Re: Restricting user to see schema structure - Mailing list pgsql-general

From Bryn Llewellyn
Subject Re: Restricting user to see schema structure
Date
Msg-id D52D6DE9-EC21-4F78-823F-A7564E130FD2@yugabyte.com
Whole thread Raw
In response to Restricting user to see schema structure  (Neeraj M R <neerajmr12219@gmail.com>)
Responses Re: Restricting user to see schema structure
List pgsql-general
neerajmr12219@gmail.com wrote:

bryn@yugabyte.com wrote:

What exactly do you mean by "have created a new user and granted connection access to database"? As I understand it, there's no such thing. I mentioned a simple test in my earlier email that showed that any user (with no schema of its own and no granted privileges) can connect to any database—and see the full metadata account of all its content. I'm teaching myself to live with this.
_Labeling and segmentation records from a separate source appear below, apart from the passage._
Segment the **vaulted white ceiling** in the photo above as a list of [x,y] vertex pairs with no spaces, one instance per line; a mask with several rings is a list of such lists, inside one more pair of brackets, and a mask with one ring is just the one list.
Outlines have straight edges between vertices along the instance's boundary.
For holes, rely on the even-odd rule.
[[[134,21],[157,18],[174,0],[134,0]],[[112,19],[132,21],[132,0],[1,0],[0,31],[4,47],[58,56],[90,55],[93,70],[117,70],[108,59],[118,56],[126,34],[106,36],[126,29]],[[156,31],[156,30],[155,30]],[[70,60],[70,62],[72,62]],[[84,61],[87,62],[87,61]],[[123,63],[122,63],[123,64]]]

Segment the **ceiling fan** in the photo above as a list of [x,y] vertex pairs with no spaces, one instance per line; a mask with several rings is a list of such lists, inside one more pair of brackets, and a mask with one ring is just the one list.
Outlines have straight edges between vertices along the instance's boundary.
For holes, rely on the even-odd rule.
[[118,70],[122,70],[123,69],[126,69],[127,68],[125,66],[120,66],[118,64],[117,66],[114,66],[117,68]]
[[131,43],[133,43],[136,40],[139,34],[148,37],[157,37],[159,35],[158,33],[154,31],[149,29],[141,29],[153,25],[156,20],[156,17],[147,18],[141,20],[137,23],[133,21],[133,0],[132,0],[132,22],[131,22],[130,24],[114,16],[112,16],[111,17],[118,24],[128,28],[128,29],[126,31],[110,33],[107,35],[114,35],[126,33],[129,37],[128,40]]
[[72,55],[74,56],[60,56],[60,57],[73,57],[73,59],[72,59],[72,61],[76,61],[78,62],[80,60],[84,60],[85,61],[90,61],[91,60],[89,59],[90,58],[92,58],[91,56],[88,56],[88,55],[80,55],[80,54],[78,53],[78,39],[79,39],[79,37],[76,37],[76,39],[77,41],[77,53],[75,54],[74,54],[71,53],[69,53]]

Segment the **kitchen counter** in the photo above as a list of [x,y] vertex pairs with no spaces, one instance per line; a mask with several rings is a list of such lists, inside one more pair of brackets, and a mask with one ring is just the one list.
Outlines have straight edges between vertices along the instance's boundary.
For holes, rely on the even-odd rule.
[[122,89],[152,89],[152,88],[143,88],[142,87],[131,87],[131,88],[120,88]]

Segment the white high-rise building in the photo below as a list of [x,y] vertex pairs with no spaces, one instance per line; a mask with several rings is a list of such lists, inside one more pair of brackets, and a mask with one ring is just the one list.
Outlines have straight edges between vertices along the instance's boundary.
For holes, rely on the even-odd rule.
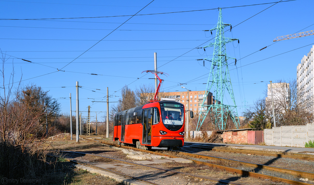
[[[313,45],[307,56],[305,55],[301,60],[301,63],[297,67],[297,81],[298,87],[304,90],[304,98],[308,101],[313,97],[314,90],[314,79],[313,79]],[[312,109],[311,109],[313,110]]]

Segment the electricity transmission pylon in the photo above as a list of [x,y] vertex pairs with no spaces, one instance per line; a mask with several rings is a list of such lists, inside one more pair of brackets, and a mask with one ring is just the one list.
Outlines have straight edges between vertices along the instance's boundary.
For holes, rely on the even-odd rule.
[[[214,47],[214,52],[213,59],[205,59],[205,60],[211,62],[210,72],[208,77],[206,87],[205,97],[202,105],[198,122],[197,130],[199,130],[202,124],[205,120],[206,116],[209,113],[212,124],[214,124],[216,128],[220,130],[225,130],[227,119],[231,119],[237,128],[239,126],[238,112],[235,100],[233,91],[231,85],[231,81],[228,68],[228,59],[236,59],[228,56],[226,53],[226,44],[238,40],[236,39],[225,37],[224,29],[227,26],[230,26],[230,31],[232,27],[231,24],[226,24],[222,22],[221,9],[219,9],[219,17],[217,26],[209,31],[216,30],[216,36],[214,42],[210,43],[203,48]],[[208,92],[214,91],[212,97],[208,95]],[[233,105],[230,105],[224,104],[224,98],[228,95],[231,98]],[[208,105],[205,100],[213,98],[213,103]],[[213,100],[215,98],[215,100]],[[209,101],[208,101],[209,102]],[[204,104],[204,103],[205,103]]]

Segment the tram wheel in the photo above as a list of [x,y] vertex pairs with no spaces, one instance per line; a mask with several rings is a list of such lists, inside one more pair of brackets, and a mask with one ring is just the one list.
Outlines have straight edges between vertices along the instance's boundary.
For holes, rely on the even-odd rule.
[[136,148],[139,148],[140,146],[141,143],[139,141],[136,141]]

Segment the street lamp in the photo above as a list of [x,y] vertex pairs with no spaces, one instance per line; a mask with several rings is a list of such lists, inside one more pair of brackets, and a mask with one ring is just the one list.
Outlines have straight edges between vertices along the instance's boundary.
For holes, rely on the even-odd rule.
[[187,89],[187,124],[186,126],[186,129],[185,130],[185,138],[186,139],[187,139],[189,137],[189,111],[190,110],[190,109],[189,108],[189,104],[190,104],[190,101],[189,98],[189,90],[187,88],[185,87],[184,87],[181,86],[181,88],[184,88]]

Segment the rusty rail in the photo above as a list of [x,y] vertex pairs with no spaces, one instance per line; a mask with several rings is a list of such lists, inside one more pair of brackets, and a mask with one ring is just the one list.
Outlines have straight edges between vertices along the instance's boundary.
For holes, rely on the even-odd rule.
[[[241,182],[234,182],[233,181],[228,181],[228,180],[224,180],[224,179],[216,179],[216,178],[212,178],[212,177],[206,177],[206,176],[201,176],[201,175],[197,175],[194,174],[191,174],[191,173],[185,173],[184,172],[179,172],[178,171],[176,171],[175,170],[168,170],[168,169],[164,169],[164,168],[159,168],[159,167],[154,167],[154,166],[149,166],[149,165],[144,165],[144,164],[138,164],[138,163],[135,163],[134,162],[129,162],[129,161],[124,161],[123,160],[121,160],[121,159],[114,159],[114,158],[111,158],[111,157],[105,157],[105,156],[100,156],[100,155],[97,155],[97,154],[89,154],[89,153],[85,153],[85,152],[73,152],[73,151],[60,151],[60,152],[67,152],[67,153],[78,153],[78,154],[84,154],[84,155],[91,155],[91,156],[97,156],[97,157],[101,157],[101,158],[105,158],[106,159],[111,159],[111,160],[115,160],[115,161],[120,161],[120,162],[124,162],[125,163],[127,163],[127,164],[128,164],[132,165],[137,165],[137,166],[144,166],[144,167],[148,167],[148,168],[153,168],[153,169],[157,169],[157,170],[162,170],[162,171],[165,171],[165,172],[172,172],[175,173],[177,173],[177,174],[182,174],[182,175],[187,175],[187,176],[191,176],[191,177],[197,177],[197,178],[199,178],[203,179],[208,180],[211,181],[214,181],[214,182],[221,182],[221,183],[225,183],[225,184],[233,184],[234,185],[248,185],[247,184],[244,184],[243,183],[241,183]],[[70,159],[68,159],[68,158],[66,158],[67,159],[68,159],[68,160],[70,160]],[[77,162],[77,161],[77,161],[76,160],[72,160],[74,161],[75,162]],[[86,163],[86,164],[88,164],[88,163],[84,163],[83,162],[80,162],[80,163],[83,163],[83,164],[84,164],[84,163]],[[88,165],[90,165],[90,164],[88,164]],[[92,165],[92,166],[93,166],[93,165]],[[97,168],[99,168],[100,167],[98,167],[97,166],[96,166],[96,167],[97,167]]]
[[[89,140],[93,140],[92,139],[89,139],[86,138],[85,138],[84,139],[89,139]],[[93,139],[95,139],[95,140],[100,140],[100,141],[103,141],[104,140],[102,140],[102,139],[95,139],[95,139],[93,138]],[[142,149],[138,149],[138,148],[134,148],[133,147],[129,147],[129,146],[120,146],[120,145],[115,145],[114,144],[111,144],[111,143],[107,143],[106,142],[104,142],[104,141],[100,141],[99,142],[101,142],[101,143],[103,143],[103,144],[106,144],[108,145],[111,145],[111,146],[116,146],[116,147],[120,147],[121,148],[126,148],[126,149],[132,149],[132,150],[137,150],[137,151],[142,151],[142,152],[147,152],[147,153],[151,153],[151,154],[155,154],[155,155],[160,155],[160,156],[168,156],[168,157],[171,157],[171,158],[178,158],[178,157],[176,156],[173,156],[173,155],[169,155],[165,154],[163,154],[163,153],[159,153],[159,152],[154,152],[154,151],[147,151],[147,150],[142,150]],[[186,153],[186,152],[181,152],[181,154],[183,154],[183,153]],[[190,153],[188,153],[188,154],[189,154],[189,155],[196,155],[196,156],[199,156],[198,157],[196,157],[196,158],[200,158],[199,156],[203,156],[203,155],[200,155],[199,154],[191,154]],[[207,156],[207,157],[212,157],[212,158],[215,158],[216,159],[219,159],[219,158],[220,158],[216,157],[213,157],[213,156]],[[284,182],[286,182],[286,183],[288,183],[288,184],[295,184],[295,185],[304,185],[304,184],[306,184],[306,185],[311,184],[309,184],[309,183],[306,183],[306,182],[300,182],[300,181],[294,181],[294,180],[290,180],[290,179],[284,179],[284,178],[280,178],[280,177],[273,177],[273,176],[270,176],[264,174],[261,174],[258,173],[256,173],[256,172],[249,172],[248,171],[245,171],[245,170],[240,170],[240,169],[236,169],[236,168],[231,168],[231,167],[227,167],[227,166],[222,166],[219,165],[217,165],[217,164],[213,164],[213,163],[210,163],[206,162],[203,162],[203,161],[199,161],[196,160],[192,160],[192,159],[186,159],[186,158],[183,158],[184,159],[188,159],[189,160],[190,160],[191,161],[194,161],[194,162],[195,162],[196,164],[200,164],[200,165],[205,165],[208,166],[211,166],[211,167],[213,167],[217,168],[219,168],[219,169],[222,169],[222,170],[225,170],[226,171],[227,171],[227,172],[230,172],[230,173],[236,173],[240,174],[240,175],[242,175],[242,176],[249,176],[249,177],[256,177],[256,178],[264,178],[264,179],[270,179],[271,180],[273,180],[273,181],[274,181]],[[225,159],[225,158],[220,158],[220,159],[221,159],[221,160],[230,160],[230,161],[231,160],[229,159]],[[236,160],[232,160],[232,161],[236,161]],[[240,161],[238,161],[240,162]],[[246,163],[246,162],[244,162],[244,161],[241,161],[241,162],[243,162],[243,163]],[[267,166],[267,165],[260,165],[260,164],[255,164],[254,163],[251,163],[250,164],[249,164],[249,163],[247,163],[247,165],[262,165],[262,166],[260,166],[261,167],[266,167],[266,166],[268,166],[268,167],[269,167],[269,168],[271,168],[273,170],[274,170],[274,169],[277,169],[277,170],[278,170],[282,171],[282,172],[284,172],[284,173],[290,173],[291,174],[294,174],[293,173],[296,173],[296,174],[297,174],[297,173],[299,173],[299,174],[297,175],[300,175],[301,176],[302,175],[303,175],[303,176],[307,176],[308,177],[313,177],[313,176],[314,176],[314,174],[313,174],[313,173],[311,173],[309,172],[302,172],[302,171],[297,171],[297,170],[290,170],[290,169],[285,169],[285,168],[278,168],[277,167],[273,167],[273,166]],[[304,176],[304,177],[305,177],[305,176]],[[310,177],[310,178],[313,178],[313,177]]]

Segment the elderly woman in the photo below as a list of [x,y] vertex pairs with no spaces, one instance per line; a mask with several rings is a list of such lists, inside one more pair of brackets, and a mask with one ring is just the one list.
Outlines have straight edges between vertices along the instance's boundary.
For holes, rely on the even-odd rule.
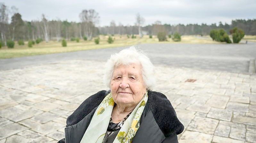
[[[59,143],[178,143],[184,129],[170,102],[152,91],[154,67],[133,47],[112,55],[102,90],[86,99],[67,119]],[[164,83],[163,83],[164,84]]]

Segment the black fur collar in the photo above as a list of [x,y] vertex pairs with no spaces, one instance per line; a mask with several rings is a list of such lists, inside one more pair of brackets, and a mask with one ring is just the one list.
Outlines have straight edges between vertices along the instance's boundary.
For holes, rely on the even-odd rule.
[[[110,90],[102,90],[88,97],[67,119],[67,126],[75,124],[98,106]],[[184,126],[178,119],[170,101],[163,94],[148,91],[148,102],[159,128],[166,137],[178,134]]]

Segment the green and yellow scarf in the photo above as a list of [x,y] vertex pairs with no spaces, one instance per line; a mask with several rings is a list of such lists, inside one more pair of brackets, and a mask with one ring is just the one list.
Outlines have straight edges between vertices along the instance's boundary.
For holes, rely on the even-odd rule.
[[[138,129],[148,100],[147,91],[124,123],[113,143],[130,143]],[[114,103],[111,92],[105,97],[93,115],[80,143],[102,143],[109,123]]]

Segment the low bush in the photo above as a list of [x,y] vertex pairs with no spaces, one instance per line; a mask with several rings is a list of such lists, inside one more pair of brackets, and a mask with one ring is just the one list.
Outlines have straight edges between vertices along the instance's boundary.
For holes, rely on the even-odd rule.
[[7,46],[9,48],[13,48],[14,47],[14,41],[11,40],[7,40],[6,42]]
[[109,44],[111,44],[114,42],[114,40],[111,36],[109,36],[107,41]]
[[169,34],[168,35],[168,38],[171,38],[171,35]]
[[159,42],[166,41],[166,34],[164,32],[159,32],[157,34],[157,38]]
[[181,36],[178,32],[175,32],[173,35],[172,39],[175,42],[180,41],[181,40]]
[[70,40],[71,41],[75,41],[76,40],[76,38],[75,37],[71,37],[70,38]]
[[18,41],[18,44],[19,45],[24,45],[25,44],[24,41],[22,40],[19,40]]
[[218,42],[226,42],[228,43],[232,43],[228,35],[223,29],[211,30],[210,31],[210,37],[213,40]]
[[231,29],[229,31],[230,34],[232,34],[233,43],[238,43],[244,36],[244,32],[241,29],[235,27]]
[[94,43],[96,44],[98,44],[100,43],[100,39],[98,38],[94,39]]
[[32,41],[33,41],[29,40],[28,42],[28,46],[29,47],[32,47],[32,45],[33,44]]
[[62,45],[62,47],[67,46],[67,41],[65,39],[62,40],[61,42],[61,45]]
[[37,38],[36,40],[36,43],[37,44],[39,44],[42,41],[42,39],[41,38]]

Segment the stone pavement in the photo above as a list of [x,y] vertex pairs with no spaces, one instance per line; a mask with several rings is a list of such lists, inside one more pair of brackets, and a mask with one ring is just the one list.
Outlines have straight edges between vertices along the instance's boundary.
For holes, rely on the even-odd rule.
[[[67,117],[108,89],[104,63],[69,60],[0,71],[0,143],[64,138]],[[185,126],[180,143],[256,143],[256,75],[159,65],[156,72],[154,90],[166,95]]]
[[[235,73],[255,73],[256,43],[239,44],[142,44],[154,64]],[[0,59],[0,70],[66,60],[105,62],[123,47]],[[250,69],[254,69],[251,70]]]

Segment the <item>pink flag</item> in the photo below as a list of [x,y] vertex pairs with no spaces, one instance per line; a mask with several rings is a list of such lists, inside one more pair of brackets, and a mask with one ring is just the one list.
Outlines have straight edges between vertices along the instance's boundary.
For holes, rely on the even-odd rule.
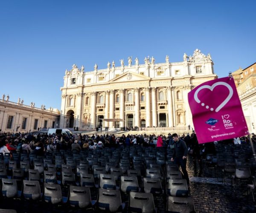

What I meant by 'created a new user' is that I have used the following commands.

CREATE USER <user_name> WITH ENCRYPTED PASSWORD '<password>';
GRANT CONNECT ON DATABASE <database> TO <user_name>;
GRANT USAGE ON SCHEMA <schema> TO <user_name>; 

Ah… there's obviously something I don't understand here. I've never used "grant connect on database"—and not experience an ensuing problem. I just tried this:

\c postgres postgres
create user joe login password 'joe';
revoke connect on database postgres from joe;
\c postgres joe

It all ran without error. (I've turned off the password challenge in my MacBook PG cluster.) I don't have a mental model that accommodates this. And a quick skim for this variant in the "GRANT" section of the PG doc didn't (immediately) help me. I obviously need to do more study. I'll shut up until I have.